Many commentators were taken aback by the apparent volte-face conducted by China and Russia when they recently accepted South Korea’s invitation to the 1988 Olympic Games. This seemed particularly odd since their regional ally "Communist" North Korea, bitterly opposed participation on the grounds that it amounted to a virtual recognition of the US-backed Southern regime.
The confusion over these manoeuvres stems from the mistaken belief that leaders determine foreign policy in line with their ideological interests. In opposition to this view, the materialist analysis of international relations holds that there are underlying economic forces which determine, over the long run, what actions leaders take. Seen in this light, the "mystery" of the Olympic acceptance is soon resolved.
Following the enforced division of the Korean peninsula by the United States in 1948, Russia and China maintained a seemingly implacable hostility towards the South and lent their support to the Northern regime's drive to re-unify the country. The importance of the North to China and the Russians was dramatically enhanced by the bitter conflict which erupted between these two states in the 1950s and '60s. North Korea occupied a critical strategic position, flanking vital industrial and military regions on both sides. Ritual denunciation of the Southern regime became an important weapon in the struggle to secure the support of the North's dictator. Kim I'-Sung.
The situation began to change in the late 1970s and early '80s. when the stagnation of the Russian and Chinese economies galvanised their respective party bureaucracies into an enforced process of economic modernisation. A necessary condition for success was a massive injection of western capital and advanced technology, which required a downgrading of cold war hostility and an opening up to the United States and its allies through the process of detente.
South Korea occupies a key position here. It is located in the fastest developing economic region in the world and is growing at a more rapid pace than Japan. Its per capita GNP is $2,900, at least three times that of the North. Furthermore, South Korean industry has direct access to the latest technology from the United States and Japan and its manufacturers have proved themselves adept at integrating aid, successfully utilising their advances as, for example, in the development of the four megabit DRAM computer.
The Chinese were the first to attempt to tap into these resources. In the early 1980s they established trading links with the South through Hong Kong and between 1983 and 1985 two-way trade rose from $285 million to over $800 million, exceeding China's trade with the North. More recently a covert direct trade has begun to develop. South Korean businessmen have visited China, and in 1986 the Daewoo Corporation spearheaded the first ever joint venture with a Chinese company, producing television sets in the Fujian province.
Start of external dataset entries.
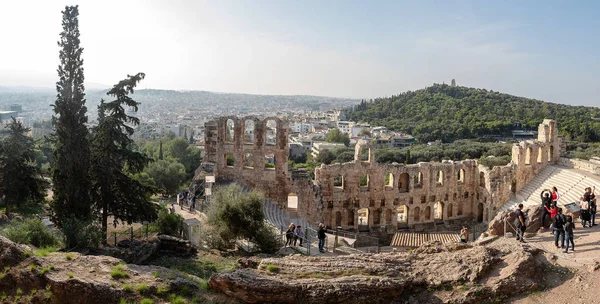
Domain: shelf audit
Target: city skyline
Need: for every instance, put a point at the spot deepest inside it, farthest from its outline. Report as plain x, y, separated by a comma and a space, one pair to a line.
347, 49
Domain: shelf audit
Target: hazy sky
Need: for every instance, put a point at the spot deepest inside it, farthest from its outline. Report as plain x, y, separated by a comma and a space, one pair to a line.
542, 49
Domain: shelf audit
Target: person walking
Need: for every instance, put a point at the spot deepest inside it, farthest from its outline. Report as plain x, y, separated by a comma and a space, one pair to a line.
546, 204
585, 212
569, 227
298, 235
289, 235
520, 223
464, 234
321, 235
559, 229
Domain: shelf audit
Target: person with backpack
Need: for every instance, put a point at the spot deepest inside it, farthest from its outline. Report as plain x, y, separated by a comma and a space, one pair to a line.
559, 228
569, 227
520, 223
546, 204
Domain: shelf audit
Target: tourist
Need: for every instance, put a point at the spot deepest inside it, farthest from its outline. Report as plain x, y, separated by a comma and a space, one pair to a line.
585, 212
321, 236
553, 210
559, 228
464, 234
298, 235
520, 223
569, 227
289, 235
555, 196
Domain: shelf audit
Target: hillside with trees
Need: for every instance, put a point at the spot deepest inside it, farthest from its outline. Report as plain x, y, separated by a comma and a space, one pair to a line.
445, 112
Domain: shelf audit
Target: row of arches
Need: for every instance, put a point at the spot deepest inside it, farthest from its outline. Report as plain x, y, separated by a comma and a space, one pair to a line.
540, 155
249, 131
403, 180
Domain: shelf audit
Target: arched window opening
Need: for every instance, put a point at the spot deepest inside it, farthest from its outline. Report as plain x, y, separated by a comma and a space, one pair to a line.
248, 161
249, 131
427, 214
403, 182
230, 131
271, 132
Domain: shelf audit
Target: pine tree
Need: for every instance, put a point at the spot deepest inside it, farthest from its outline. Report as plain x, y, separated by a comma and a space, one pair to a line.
20, 178
72, 155
160, 155
114, 162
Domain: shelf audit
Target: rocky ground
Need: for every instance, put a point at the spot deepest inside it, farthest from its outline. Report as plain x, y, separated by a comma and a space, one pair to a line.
27, 276
433, 273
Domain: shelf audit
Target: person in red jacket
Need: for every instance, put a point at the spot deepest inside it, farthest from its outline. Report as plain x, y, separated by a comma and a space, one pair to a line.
553, 211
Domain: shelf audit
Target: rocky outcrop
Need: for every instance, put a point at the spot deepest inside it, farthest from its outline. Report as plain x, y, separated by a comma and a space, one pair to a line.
74, 278
533, 214
503, 268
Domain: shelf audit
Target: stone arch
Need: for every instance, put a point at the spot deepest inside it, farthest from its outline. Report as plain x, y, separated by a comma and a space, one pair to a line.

The South Koreans have been anxious to encourage these links since China has a lot to offer them: cheap labour, low corporate taxation and an alternative to the increasingly protectionist United States market. President-Elect, Roh Tae Woo, has promised to develop the South West province of Challa as a free trade zone to exploit these possibilities.
The Russians have been more circumspect in making openings to South Korea, principally because of the strategic benefits they derive from naval facilities at Cam Rhan Bay in the North, as well as overflying rights for their military aircraft. The importance of these assets has diminished, however, as the Soviets attempted to create a stable regional environment in which they could pursue economic modernisation. This involved seeking a rapprochement with China and increasingly dissociating themselves from Kim I'-Sung's wilder demands for a military solution to the division of Korea. The last thing the Russians wanted was a clash with either China or the United States, which would have diverted resources away from economic development and threatened the flow of Western technology and capital. Consequently the Russian leadership has moved to relieve tensions with China and has tacitly accepted the present division of Korea as more or less permanent.
These shifts have resulted in the downgrading of the relative importance of the North in Russian thinking. For example, in the early 1980s they were notably reluctant to supply North Korea with advanced MIG 23 fighters, and did so only in response to United States' introduction of F-16s into the South. This reassessment was reinforced by the financial burden to the Russians of supporting the North. Kim I'-Sung's attempts to build an "independent" economy had resulted in an efficient and aging heavy industrial base patterned after Stalin's programmes of the 1930s. The North today has a trade deficit of $465 million and has consistently failed to repay its loans, much to the irritation of some Western capitalists who are now exceedingly reluctant to extend financial or technological assistance. In pursuit of economic self-sufficiency. Kim I'-Sung has also refused to join COMECON and integrate the North more fully into the Russian empire. This has remained a constant source of tension. The Russians are already overextended economically with their commitments in Vietnam, Africa and Afghanistan and strategic returns from their investment in North Korea no longer seem worth the immense cost.
For both China and Russia ideological hostility towards South Korea clashes with the demands generated by the need for economic modernisation. As Marxists would expect, this contradiction is resolved by bringing the ideology into line with changing economic circumstances. The acceptance of South Korea's invitation to the 1988 Olympics is an important part of that process.